You're not manipulating my blog. Feel free to post comments as long as they flow. That's what it's here for. Information exchange is appreciated.

My focus in this post is toward renegade officers, point-blank. They exist. Whether wielding a taser or baton. From the examples I've seen and read about, the taser was often pulled out with no threat extended in the slightest by the victim.
With this blogging day of justice post being focused on tasers, that's where I placed my focus, but I'm against the abuse of citizens whether it's exacted with a taser, a steel baton, gun, and etc.

The issue I take is with the abuse of power. It happens too often. That needs to be corrected. Legislation sorely needs to be introduced to ensure it.

Shine on
-PZ

PurpleZoe said...

@Gunfighter

P.S. I appreciate the info about the Force of Use Continuum. It should be legislation. I appreciated being educated that it isn't yet. I'm gonna kick it with some of the other Day of Justice Bloggers about that. It might be something that needs a separate petition.

Shine on
-PZ

Gunfighter said...

Legislating a use of force continuum would be nearly impossible.
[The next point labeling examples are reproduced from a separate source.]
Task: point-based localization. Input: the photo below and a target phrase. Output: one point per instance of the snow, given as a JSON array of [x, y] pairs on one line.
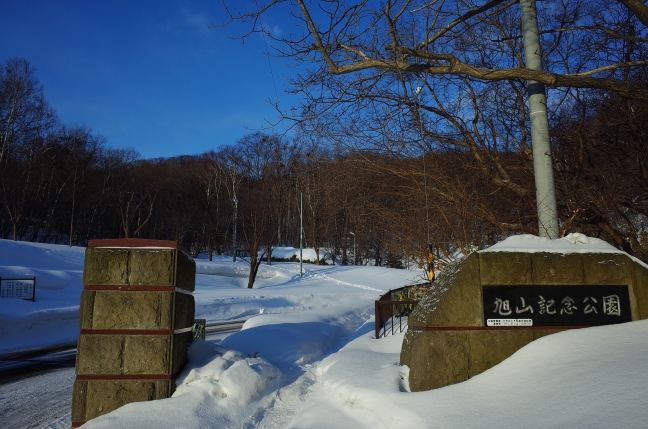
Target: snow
[[308, 359]]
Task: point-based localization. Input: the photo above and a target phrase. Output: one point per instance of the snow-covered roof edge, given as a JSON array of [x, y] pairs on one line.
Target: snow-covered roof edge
[[572, 243]]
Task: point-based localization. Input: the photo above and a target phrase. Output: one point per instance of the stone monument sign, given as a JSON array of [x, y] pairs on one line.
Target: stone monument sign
[[136, 314], [487, 306]]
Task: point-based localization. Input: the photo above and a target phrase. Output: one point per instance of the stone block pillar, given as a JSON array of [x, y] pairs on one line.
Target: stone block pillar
[[136, 314]]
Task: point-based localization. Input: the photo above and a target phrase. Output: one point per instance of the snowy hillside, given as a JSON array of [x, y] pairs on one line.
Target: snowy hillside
[[308, 358]]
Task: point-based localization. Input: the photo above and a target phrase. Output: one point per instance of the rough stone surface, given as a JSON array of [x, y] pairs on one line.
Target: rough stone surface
[[438, 358], [106, 266], [86, 309], [140, 310], [108, 353], [99, 354], [152, 267], [505, 268], [443, 357], [640, 291], [451, 300], [147, 354], [557, 269]]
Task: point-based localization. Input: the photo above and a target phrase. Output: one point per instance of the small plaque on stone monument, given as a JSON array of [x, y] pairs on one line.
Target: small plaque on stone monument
[[541, 305]]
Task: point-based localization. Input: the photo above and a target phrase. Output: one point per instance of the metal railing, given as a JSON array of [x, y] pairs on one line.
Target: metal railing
[[388, 308]]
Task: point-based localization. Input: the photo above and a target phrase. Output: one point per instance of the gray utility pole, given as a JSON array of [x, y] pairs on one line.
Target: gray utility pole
[[542, 161], [301, 233]]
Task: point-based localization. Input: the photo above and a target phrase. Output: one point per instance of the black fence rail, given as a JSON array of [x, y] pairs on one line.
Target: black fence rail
[[390, 307]]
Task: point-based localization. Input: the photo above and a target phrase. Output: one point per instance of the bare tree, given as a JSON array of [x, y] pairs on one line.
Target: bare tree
[[24, 112]]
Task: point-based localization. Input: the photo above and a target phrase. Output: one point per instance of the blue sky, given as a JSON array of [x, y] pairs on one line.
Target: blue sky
[[147, 74]]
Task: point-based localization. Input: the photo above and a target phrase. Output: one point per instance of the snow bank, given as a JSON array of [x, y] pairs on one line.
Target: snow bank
[[54, 317]]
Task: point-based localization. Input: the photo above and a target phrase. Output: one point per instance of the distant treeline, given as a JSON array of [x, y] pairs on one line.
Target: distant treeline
[[62, 184]]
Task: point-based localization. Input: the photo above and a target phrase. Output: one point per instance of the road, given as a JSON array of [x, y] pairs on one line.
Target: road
[[36, 391]]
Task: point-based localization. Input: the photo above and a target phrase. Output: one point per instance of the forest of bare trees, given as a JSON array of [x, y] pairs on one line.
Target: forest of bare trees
[[380, 149]]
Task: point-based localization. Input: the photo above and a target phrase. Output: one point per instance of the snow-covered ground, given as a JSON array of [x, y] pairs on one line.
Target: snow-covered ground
[[308, 358]]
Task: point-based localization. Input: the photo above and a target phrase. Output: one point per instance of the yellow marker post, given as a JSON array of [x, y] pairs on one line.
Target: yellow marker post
[[430, 264]]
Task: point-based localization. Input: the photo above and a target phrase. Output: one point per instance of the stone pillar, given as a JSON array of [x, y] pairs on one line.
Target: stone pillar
[[136, 314]]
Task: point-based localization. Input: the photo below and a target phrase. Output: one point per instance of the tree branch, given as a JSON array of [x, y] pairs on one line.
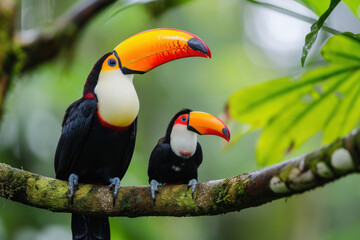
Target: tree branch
[[213, 197]]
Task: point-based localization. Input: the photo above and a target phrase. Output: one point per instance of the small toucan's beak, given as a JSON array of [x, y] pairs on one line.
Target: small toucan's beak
[[205, 123], [147, 50]]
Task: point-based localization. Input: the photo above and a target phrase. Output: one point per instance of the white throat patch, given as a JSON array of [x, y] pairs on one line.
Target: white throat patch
[[118, 103], [182, 141]]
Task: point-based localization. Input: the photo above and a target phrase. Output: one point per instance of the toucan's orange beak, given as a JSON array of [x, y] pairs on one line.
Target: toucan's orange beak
[[205, 123], [147, 50]]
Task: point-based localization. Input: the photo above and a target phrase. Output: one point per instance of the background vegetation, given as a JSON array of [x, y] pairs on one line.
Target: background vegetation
[[250, 45]]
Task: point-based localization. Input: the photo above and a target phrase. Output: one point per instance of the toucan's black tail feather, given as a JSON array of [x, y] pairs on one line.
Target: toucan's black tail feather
[[89, 227]]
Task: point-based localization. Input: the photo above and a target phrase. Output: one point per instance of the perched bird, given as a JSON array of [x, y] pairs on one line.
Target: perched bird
[[177, 156], [98, 136]]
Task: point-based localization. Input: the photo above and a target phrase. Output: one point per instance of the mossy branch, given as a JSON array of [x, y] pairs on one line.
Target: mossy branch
[[210, 198]]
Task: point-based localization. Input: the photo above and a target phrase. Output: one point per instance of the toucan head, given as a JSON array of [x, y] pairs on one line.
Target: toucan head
[[147, 50], [186, 125], [111, 80]]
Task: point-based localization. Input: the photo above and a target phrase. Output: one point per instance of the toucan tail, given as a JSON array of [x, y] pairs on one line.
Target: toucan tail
[[89, 227]]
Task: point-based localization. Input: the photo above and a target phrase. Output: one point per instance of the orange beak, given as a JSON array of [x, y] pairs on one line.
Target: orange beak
[[147, 50], [205, 123]]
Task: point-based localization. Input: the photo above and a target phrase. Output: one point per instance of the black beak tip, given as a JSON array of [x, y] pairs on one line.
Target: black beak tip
[[226, 133], [197, 45]]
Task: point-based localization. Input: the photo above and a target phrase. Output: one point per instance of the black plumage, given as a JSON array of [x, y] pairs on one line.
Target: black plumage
[[167, 167], [93, 151]]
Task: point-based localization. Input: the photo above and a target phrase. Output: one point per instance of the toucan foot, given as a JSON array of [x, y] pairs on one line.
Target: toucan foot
[[192, 183], [73, 183], [154, 188], [115, 183]]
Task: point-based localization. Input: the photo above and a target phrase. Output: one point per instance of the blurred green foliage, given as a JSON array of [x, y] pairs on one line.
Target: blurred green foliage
[[31, 126], [291, 110]]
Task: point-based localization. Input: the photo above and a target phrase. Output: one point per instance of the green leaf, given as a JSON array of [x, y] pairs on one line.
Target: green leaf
[[341, 50], [354, 6], [314, 30], [317, 6], [292, 110]]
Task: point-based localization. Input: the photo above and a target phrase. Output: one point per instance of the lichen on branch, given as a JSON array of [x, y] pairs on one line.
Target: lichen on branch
[[246, 190]]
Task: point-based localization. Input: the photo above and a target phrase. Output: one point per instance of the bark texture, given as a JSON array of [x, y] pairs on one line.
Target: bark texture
[[246, 190]]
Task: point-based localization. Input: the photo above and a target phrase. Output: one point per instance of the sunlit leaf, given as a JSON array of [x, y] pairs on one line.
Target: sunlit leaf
[[354, 6], [292, 110], [318, 7], [314, 30]]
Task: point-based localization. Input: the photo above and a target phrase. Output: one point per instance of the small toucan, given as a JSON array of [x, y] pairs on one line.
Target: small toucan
[[177, 156], [98, 135]]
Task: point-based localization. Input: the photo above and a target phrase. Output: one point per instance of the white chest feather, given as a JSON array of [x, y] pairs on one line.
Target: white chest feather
[[118, 103], [182, 141]]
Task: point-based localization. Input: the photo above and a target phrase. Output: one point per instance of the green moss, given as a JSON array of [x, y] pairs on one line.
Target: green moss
[[221, 194], [285, 171]]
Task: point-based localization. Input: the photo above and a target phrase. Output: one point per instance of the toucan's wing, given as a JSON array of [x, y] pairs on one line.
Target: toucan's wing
[[157, 162], [76, 124]]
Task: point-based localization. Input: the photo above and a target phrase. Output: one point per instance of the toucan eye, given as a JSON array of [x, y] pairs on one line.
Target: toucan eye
[[112, 62]]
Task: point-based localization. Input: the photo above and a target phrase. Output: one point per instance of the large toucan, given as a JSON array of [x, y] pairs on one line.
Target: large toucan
[[98, 136], [177, 156]]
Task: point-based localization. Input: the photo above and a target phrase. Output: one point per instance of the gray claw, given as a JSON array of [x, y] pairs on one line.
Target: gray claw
[[192, 183], [115, 183], [73, 183], [154, 188]]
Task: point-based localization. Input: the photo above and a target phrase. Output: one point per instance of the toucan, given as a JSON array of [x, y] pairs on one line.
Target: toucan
[[177, 156], [99, 130]]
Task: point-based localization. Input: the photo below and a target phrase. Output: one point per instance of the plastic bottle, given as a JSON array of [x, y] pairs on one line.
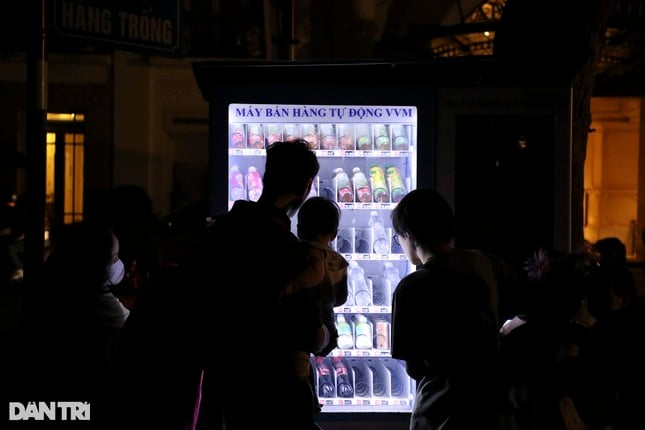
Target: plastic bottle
[[254, 182], [325, 379], [363, 333], [380, 241], [343, 186], [397, 189], [345, 338], [236, 184], [399, 137], [344, 387], [379, 185], [391, 278], [361, 186], [359, 285]]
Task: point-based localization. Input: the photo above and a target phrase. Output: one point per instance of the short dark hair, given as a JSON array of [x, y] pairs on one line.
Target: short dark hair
[[318, 215], [289, 167], [425, 215]]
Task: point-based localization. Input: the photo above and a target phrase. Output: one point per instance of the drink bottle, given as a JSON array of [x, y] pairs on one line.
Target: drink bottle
[[236, 184], [397, 189], [237, 136], [346, 134], [363, 333], [328, 136], [256, 136], [325, 380], [254, 183], [274, 133], [381, 137], [363, 140], [399, 137], [356, 277], [343, 186], [379, 186], [361, 186], [380, 241], [344, 387], [391, 277], [345, 338]]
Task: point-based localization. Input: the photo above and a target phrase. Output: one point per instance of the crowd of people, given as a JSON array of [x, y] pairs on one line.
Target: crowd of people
[[557, 344]]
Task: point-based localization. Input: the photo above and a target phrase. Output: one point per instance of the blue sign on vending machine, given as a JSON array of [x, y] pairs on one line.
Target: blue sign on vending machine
[[144, 25]]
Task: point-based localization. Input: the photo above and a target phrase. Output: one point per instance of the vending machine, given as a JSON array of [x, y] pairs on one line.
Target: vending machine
[[367, 156], [379, 130]]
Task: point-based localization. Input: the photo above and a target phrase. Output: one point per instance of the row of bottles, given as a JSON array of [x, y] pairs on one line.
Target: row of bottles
[[361, 332], [384, 185], [240, 184], [380, 137], [347, 378], [373, 290]]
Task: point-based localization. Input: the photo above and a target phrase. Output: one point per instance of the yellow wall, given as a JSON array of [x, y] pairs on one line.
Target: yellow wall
[[612, 173]]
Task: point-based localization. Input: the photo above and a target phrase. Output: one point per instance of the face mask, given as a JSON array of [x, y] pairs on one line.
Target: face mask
[[115, 272]]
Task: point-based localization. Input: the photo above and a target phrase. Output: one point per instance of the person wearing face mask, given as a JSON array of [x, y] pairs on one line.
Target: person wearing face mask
[[74, 321], [110, 311]]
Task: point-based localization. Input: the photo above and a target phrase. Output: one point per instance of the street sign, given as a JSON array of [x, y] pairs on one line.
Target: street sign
[[143, 25]]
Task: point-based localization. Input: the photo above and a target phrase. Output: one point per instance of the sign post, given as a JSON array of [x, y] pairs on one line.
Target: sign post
[[145, 25]]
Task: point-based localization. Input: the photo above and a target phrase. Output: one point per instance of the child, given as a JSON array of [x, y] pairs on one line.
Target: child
[[318, 220]]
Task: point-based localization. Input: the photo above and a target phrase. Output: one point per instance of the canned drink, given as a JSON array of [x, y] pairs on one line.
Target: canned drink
[[382, 335]]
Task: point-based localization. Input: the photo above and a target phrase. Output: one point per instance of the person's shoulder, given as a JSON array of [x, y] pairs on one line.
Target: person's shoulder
[[338, 261]]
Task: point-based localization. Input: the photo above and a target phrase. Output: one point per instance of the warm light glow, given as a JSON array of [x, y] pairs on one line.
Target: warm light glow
[[66, 117]]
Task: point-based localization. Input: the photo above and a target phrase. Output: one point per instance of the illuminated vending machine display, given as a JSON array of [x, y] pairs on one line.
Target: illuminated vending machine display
[[367, 158]]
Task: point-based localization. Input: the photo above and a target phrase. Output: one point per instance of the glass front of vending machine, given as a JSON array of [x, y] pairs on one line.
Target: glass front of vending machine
[[368, 162]]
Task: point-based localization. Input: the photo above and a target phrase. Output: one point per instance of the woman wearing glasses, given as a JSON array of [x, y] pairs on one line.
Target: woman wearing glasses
[[444, 323]]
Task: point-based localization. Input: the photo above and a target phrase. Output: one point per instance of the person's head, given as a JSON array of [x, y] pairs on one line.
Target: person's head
[[289, 172], [424, 218], [86, 255], [612, 252], [318, 219]]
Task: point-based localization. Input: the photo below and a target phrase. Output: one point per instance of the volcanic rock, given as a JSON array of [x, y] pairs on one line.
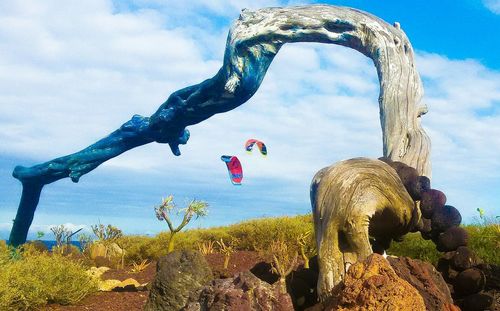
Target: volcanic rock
[[178, 275], [242, 292], [424, 278], [469, 282], [451, 239], [444, 218], [478, 302], [373, 285], [464, 258]]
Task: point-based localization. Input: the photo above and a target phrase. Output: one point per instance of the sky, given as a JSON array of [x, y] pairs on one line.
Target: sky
[[71, 72]]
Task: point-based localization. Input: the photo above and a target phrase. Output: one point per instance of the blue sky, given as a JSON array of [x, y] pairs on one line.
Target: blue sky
[[71, 72]]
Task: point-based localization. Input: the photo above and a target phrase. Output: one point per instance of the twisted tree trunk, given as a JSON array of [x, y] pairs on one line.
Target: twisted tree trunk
[[352, 201], [253, 41]]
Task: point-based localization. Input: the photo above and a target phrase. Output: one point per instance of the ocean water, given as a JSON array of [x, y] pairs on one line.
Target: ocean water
[[51, 244]]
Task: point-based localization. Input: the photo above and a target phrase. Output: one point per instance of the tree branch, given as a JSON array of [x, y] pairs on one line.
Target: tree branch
[[253, 41]]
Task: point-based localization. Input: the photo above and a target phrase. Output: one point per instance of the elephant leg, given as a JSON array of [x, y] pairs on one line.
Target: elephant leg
[[356, 233], [330, 259]]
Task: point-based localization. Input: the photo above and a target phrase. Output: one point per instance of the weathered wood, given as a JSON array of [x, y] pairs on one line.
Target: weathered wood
[[253, 41], [351, 201]]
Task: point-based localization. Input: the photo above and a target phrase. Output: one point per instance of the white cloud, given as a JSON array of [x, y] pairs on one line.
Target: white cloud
[[70, 75], [493, 5]]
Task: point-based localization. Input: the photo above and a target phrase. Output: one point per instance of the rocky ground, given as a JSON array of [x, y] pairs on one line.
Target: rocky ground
[[130, 301], [393, 284]]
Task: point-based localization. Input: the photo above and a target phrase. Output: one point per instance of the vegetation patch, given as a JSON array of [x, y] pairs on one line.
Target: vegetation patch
[[35, 279]]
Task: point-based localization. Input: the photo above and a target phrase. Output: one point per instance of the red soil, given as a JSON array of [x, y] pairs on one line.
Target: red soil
[[130, 301]]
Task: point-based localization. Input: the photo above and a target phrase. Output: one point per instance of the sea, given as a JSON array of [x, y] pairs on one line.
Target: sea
[[50, 243]]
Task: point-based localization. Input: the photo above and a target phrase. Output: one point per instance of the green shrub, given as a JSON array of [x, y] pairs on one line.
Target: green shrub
[[38, 279], [414, 246], [484, 240]]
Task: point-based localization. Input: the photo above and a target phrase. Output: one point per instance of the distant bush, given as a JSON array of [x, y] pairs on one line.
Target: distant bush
[[484, 240], [255, 234], [414, 246], [37, 279], [258, 234]]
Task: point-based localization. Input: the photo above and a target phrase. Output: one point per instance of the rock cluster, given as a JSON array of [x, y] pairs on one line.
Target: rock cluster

The laws regarding the use of force (in general) by police have been codified by Graham v. Connor, and deadly force by police in Tennessee v. Garner.

As for the "renegade" officer... you will always have them. We can (and do)try as best we can to eliminate them, but we will always have them. Just like murderers, pedophiles, terrorists, and politicians.

PurpleZoe said...

Greetings,

I'm of the (oft-considered) naive souls who believe in the impossible, especially where justice is concerned. Quite a few things once considered impossible have come to pass for the betterment of society.
I wholeheartedly believe in the possibility of societal ills being rehabilitated/metamorphosed, so I can't agree that there will always be rogue officers who spit on their oath to serve and protect (especially in the alarming amount their seem to presently be), or extremely debased criminals. We might even see politicians fade out in favor of true leaders.
These problems are often systemic ills. Getting to the root of the problem can work wonders for the 'condition'.
If I believed otherwise, speaking out, and protesting/fighting injustice would have no purpose. Likewise, if that were a largely accepted line of thought this blog and blogs like it wouldn't exist, and those who've come before present-day activists would have given up on fighting for the freedoms we enjoy today.
Where there's a will there's always a way.